Faktoren, die die Wahl beeinflussen
Die diesjährigen Wahlen in den USA sind nicht anders als frühere Wahlen. Sie sind ziemlich intensiv und dramatisch. Bis zum Wahltag sind es nur noch zwei Wochen, und die Konfrontation zwischen Kamala Harris und Donald Trump ist selbst in den „Schlachtstaaten“, die für das Endergebnis entscheidend sind, immer noch heftig.
Wenn es um Faktoren geht, die die US-Präsidentschaftswahl beeinflussen können, ist oft von der „Oktoberüberraschung“ die Rede. Tatsächlich ist die Phrase von der „Oktoberüberraschung“ seit fast 50 Jahren ein unverzichtbarer Teil des amerikanischen politischen Vokabulars geworden. In Wahlkampfkampagnen herrscht bei Kandidaten oft die Angst, dass unerwartete Nachrichten oder Krisen den Verlauf und Ausgang des Rennens verändern könnten.
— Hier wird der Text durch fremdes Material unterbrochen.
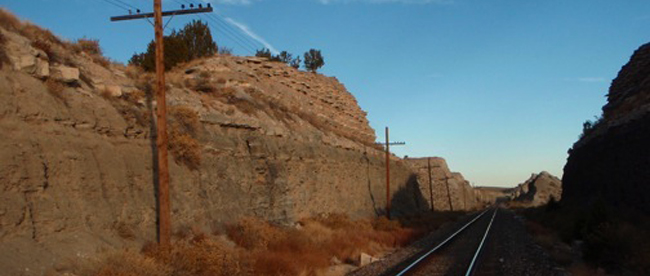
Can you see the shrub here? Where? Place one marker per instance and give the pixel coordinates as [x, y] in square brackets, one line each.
[129, 263]
[313, 60]
[4, 58]
[90, 46]
[283, 57]
[9, 21]
[45, 47]
[225, 51]
[185, 148]
[192, 42]
[186, 118]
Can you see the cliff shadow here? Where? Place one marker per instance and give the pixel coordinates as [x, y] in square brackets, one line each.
[149, 92]
[408, 200]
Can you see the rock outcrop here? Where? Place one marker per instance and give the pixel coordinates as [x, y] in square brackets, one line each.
[537, 190]
[611, 162]
[449, 190]
[248, 137]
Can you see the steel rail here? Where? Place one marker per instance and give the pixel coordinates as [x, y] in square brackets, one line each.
[470, 269]
[417, 261]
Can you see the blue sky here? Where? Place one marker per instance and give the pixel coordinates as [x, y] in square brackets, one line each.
[499, 88]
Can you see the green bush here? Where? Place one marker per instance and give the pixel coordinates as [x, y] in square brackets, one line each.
[313, 60]
[192, 42]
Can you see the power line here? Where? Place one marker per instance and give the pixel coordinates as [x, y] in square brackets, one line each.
[238, 40]
[127, 4]
[229, 28]
[244, 41]
[116, 4]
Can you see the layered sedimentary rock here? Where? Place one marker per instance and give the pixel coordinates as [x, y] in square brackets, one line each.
[537, 190]
[611, 162]
[449, 190]
[76, 142]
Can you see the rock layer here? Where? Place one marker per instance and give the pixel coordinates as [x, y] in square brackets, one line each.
[449, 190]
[611, 162]
[76, 168]
[537, 190]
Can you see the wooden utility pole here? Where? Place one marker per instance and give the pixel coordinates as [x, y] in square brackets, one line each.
[164, 216]
[430, 182]
[451, 206]
[387, 175]
[387, 144]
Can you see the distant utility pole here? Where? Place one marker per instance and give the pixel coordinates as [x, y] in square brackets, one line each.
[387, 144]
[164, 217]
[451, 206]
[430, 182]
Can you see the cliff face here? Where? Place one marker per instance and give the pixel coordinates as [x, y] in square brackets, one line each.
[537, 190]
[450, 189]
[611, 163]
[247, 138]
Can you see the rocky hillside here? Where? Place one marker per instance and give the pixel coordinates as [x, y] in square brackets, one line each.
[537, 190]
[450, 189]
[248, 137]
[611, 162]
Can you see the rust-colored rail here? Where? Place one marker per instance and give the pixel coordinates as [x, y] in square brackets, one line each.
[419, 261]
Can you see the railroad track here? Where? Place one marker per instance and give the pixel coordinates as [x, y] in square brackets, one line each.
[458, 254]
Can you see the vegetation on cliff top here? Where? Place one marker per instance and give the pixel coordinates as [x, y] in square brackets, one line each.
[192, 42]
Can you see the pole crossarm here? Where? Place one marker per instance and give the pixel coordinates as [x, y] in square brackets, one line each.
[162, 185]
[167, 13]
[393, 143]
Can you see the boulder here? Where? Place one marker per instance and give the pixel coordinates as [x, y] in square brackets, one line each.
[113, 90]
[365, 259]
[65, 74]
[25, 63]
[42, 68]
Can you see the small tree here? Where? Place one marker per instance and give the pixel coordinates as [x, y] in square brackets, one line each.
[264, 52]
[313, 60]
[194, 41]
[196, 36]
[295, 63]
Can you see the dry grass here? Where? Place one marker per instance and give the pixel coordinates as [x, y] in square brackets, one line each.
[129, 263]
[185, 148]
[184, 125]
[262, 249]
[4, 58]
[614, 239]
[186, 117]
[90, 46]
[124, 231]
[45, 47]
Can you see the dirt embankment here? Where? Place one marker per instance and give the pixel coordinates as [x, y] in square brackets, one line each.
[248, 137]
[610, 162]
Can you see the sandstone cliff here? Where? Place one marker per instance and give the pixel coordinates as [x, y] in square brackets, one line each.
[537, 190]
[611, 162]
[450, 190]
[248, 137]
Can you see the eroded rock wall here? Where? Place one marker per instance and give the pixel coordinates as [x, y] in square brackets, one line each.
[611, 163]
[450, 190]
[76, 169]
Dieses Element tritt typischerweise in drei Ausprägungen auf: diplomatische Entwicklungen der USA auf der internationalen Bühne, durch Lecks aufgedeckte politische Skandale aus der Vergangenheit oder schwerwiegende Ereignisse im Inland wie Naturkatastrophen, Pandemien und strafrechtliche Ermittlungen. Diese Faktoren können den Ausschlag zwischen den beiden Kandidaten geben.
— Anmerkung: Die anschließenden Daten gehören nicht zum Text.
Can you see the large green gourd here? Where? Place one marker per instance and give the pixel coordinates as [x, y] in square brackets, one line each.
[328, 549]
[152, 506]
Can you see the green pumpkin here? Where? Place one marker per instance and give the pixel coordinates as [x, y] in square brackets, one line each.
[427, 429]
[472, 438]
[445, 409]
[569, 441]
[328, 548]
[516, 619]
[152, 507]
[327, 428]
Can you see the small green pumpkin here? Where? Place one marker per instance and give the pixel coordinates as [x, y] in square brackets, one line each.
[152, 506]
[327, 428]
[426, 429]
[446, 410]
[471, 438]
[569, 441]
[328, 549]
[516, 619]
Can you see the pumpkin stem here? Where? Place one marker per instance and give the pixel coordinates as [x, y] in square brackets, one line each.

Doch entgegen den Erwartungen der Kandidaten, insbesondere von Frau Harris, ist die „Oktoberüberraschung“ gegenwärtig auf einem unerwarteten Niveau, umfassender und weitreichender eingetreten. Das führt dazu, dass beide Kandidaten ihre Wahlkampftaktik stark anpassen müssen, um ihre Vorteile möglichst effektiv auszunutzen, vor allem in den Swing States, denn dort liegt der Unterschied zwischen Sieg und Niederlage wahrscheinlich nur bei einigen zehntausend Stimmen, entscheidet aber über den Ausgang des gesamten Wahlkampfs auf nationaler Ebene.
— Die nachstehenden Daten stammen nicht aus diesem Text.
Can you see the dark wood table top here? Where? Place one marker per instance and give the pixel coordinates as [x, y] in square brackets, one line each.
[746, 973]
Neben dem „Oktoberüberraschungsfaktor“ wird die Fähigkeit, auf dringende innenpolitische Probleme und sich abzeichnende internationale Herausforderungen zu reagieren, in den letzten Wochen des Wahlkampfs der entscheidende Faktor für die Gewinnung von Wählerstimmen sein. Wenn sie diesen Wahlkampf gewinnen wollen, müssen sowohl Harris als auch Trump ihre Vision und ihre konkreten Pläne klar zum Ausdruck bringen und sich mit den Themen befassen, die den Wählern am wichtigsten sind.